Ahead of tomorrow's expected first reading of the MK Suspension Bill on the Knesset floor, Israel Democracy Institute (IDI) scholars sent an updated policy statement to members of Knesset, calling on them to vote against the bill.
Ahead of tomorrow's expected first reading of the MK Suspension Bill on the Knesset floor, Israel Democracy Institute (IDI) scholars sent an updated policy statement to members of Knesset, calling on them to vote against the bill. In the policy statement, Professor Mordechai Kremnitzer and Dr. Amir Fuchs called the bill "unacceptable" and said it gives inappropriate and dangerous authority to the Knesset, which is a body devoid of the tools to deal with it.
In addition, the authors point out that the comparisons being made between the MK Suspension Bill and laws that exist in other countries are misleading and do not hold up under scrutiny. For example, in America, the Bill of Rights guarantees full and absolute freedom of expression. As a result, the sanction of expulsion cannot be imposed in reaction to written or oral statements alone—as countenanced by the Israeli proposal. Secondly, the American two-party system and two-thirds requirement effectively means that a representative or senator can be expelled only if members of his or her own party support the move. It is not possible, as would be the case in Israel, for the majority to expel a member or members of a minority party.

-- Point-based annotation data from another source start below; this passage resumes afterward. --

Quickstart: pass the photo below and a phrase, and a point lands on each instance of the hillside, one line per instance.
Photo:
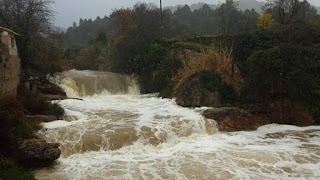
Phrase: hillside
(243, 5)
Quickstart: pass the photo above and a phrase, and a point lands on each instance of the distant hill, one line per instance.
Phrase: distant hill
(192, 6)
(243, 4)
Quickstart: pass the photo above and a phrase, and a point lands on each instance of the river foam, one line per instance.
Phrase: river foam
(132, 136)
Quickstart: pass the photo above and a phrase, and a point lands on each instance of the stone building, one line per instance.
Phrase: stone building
(9, 63)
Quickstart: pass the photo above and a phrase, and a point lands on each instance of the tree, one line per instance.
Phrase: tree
(30, 18)
(265, 21)
(283, 11)
(227, 13)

Kremnitzer and Fuchs explain that unlike the sanctions wielded by the Ethics Committee, this bill would grant Knesset members the power to remove completely the rights of their colleagues to vote. This would enable political witch hunts reminiscent of McCarthyism.

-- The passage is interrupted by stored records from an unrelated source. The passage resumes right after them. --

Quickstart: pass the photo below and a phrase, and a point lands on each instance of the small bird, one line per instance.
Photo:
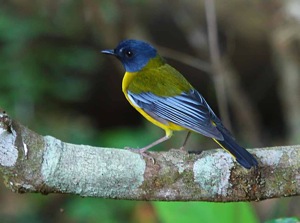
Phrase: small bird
(165, 98)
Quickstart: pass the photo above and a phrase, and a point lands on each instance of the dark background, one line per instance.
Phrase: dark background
(54, 79)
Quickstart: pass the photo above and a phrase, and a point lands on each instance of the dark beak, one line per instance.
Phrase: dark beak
(110, 52)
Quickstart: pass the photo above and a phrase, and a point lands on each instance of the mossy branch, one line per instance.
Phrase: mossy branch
(30, 162)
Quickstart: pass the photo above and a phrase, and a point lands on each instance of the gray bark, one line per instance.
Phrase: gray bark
(30, 162)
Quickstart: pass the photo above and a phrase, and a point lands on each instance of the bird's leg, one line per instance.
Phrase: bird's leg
(185, 141)
(143, 150)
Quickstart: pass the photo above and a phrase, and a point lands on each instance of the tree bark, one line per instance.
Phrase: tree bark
(30, 162)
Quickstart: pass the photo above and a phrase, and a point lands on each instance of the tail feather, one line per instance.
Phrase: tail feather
(241, 155)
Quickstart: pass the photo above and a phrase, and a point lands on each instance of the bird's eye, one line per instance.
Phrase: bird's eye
(128, 53)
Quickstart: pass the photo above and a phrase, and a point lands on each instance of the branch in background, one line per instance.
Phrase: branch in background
(33, 163)
(286, 59)
(185, 59)
(215, 57)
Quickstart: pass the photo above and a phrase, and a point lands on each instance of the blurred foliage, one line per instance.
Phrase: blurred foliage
(53, 79)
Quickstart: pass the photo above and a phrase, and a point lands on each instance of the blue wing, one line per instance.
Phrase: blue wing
(189, 110)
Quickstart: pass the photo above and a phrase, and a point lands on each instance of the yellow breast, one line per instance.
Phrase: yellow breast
(167, 126)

"The power of democratic Israel is specifically freedom of expression and maintaining the right to elect and be elected," Kremnitzer and Fuchs said. "Firing MKs from the Arab sector will legitimize those who claim there is political silencing and pursuit in the Israeli government. Therefore, as long as it is not a criminal act, it is better that Israeli society to contain such opinions and strengthen Israeli democracy, rather than pushing forth such a bill, as angering and blood-boiling as these types of acts may be."